From 1826aae687ab7fd150c7beb70143193bafa04408 Mon Sep 17 00:00:00 2001
From: Tim O'Donnell <timodonnell@gmail.com>
Date: Wed, 1 Jan 2020 16:24:45 -0500
Subject: [PATCH] Start 1.6.0

---
 downloads-generation/data_curated/GENERATE.sh |  10 +-
 downloads-generation/data_curated/curate.py   |  27 +++--
 mhcflurry/downloads.yml                       | 102 +++++++++++++++++-
 3 files changed, 127 insertions(+), 12 deletions(-)

diff --git a/downloads-generation/data_curated/GENERATE.sh b/downloads-generation/data_curated/GENERATE.sh
index 2c404381..6f9a515f 100755
--- a/downloads-generation/data_curated/GENERATE.sh
+++ b/downloads-generation/data_curated/GENERATE.sh
@@ -57,7 +57,6 @@ bzip2 rna_expression.csv
 
 rm -rf ms
 
-# With mass-spec data
 time python curate.py \
     --data-iedb \
         "$(mhcflurry-downloads path data_iedb)/mhc_ligand_full.csv.bz2" \
@@ -70,6 +69,15 @@ time python curate.py \
     --out-affinity-csv curated_training_data.affinity.csv \
     --out-mass-spec-csv curated_training_data.mass_spec.csv
 
+time python curate.py \
+    --data-iedb \
+        "$(mhcflurry-downloads path data_iedb)/mhc_ligand_full.csv.bz2" \
+    --data-kim2014 \
+        "$(mhcflurry-downloads path data_published)/bdata.20130222.mhci.public.1.txt" \
+    --data-systemhc-atlas \
+        "$(mhcflurry-downloads path data_systemhcatlas)/data.csv.bz2" \
+    --out-csv curated_training_data.no_additional_ms.csv
+
 for i in $(ls *.csv)
 do
     bzip2 $i
diff --git a/downloads-generation/data_curated/curate.py b/downloads-generation/data_curated/curate.py
index e14680b6..9c56c2f7 100755
--- a/downloads-generation/data_curated/curate.py
+++ b/downloads-generation/data_curated/curate.py
@@ -252,6 +252,7 @@ def load_data_additional_ms(filename):
     df["measurement_type"] = "qualitative"
     df["measurement_kind"] = "mass_spec"
     df["measurement_source"] = "MS:pmid:" + df["original_pmid"].map(str)
+    df["original_allele"] = ""
     return df
 
 
@@ -311,18 +312,26 @@ def run():
     print("Measurement kind:")
     print(df.measurement_kind.value_counts())
 
-    df.to_csv(args.out_csv, index=False)
-    print("Wrote: %s" % os.path.abspath(args.out_csv))
+    print("Measurement source / kind:")
+    print(
+        df.groupby(
+            ["measurement_source", "measurement_kind"]

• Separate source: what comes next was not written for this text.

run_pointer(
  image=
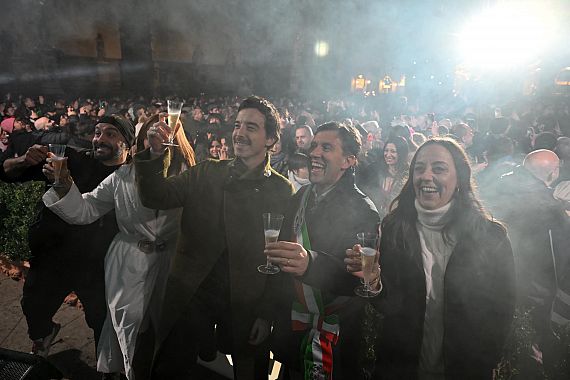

+        ).peptide.count().sort_values())
 
-    if args.out_affinity_csv:
-        df.loc[df.measurement_kind == "affinity"].to_csv(
-            args.out_affinity_csv, index=False)
-        print("Wrote: %s" % os.path.abspath(args.out_affinity_csv))
+    def write(write_df, filename):
+        filename = os.path.abspath(filename)
+        write_df.to_csv(filename, index=False)
+        print("Wrote [%d lines]: %s" % (len(write_df), filename))
 
+    write(df, args.out_csv)
+    if args.out_affinity_csv:
+        write(
+            df.loc[df.measurement_kind == "affinity"],
+            args.out_affinity_csv)
     if args.out_mass_spec_csv:
-        df.loc[df.measurement_kind == "mass_spec"].to_csv(
-            args.out_mass_spec_csv, index=False)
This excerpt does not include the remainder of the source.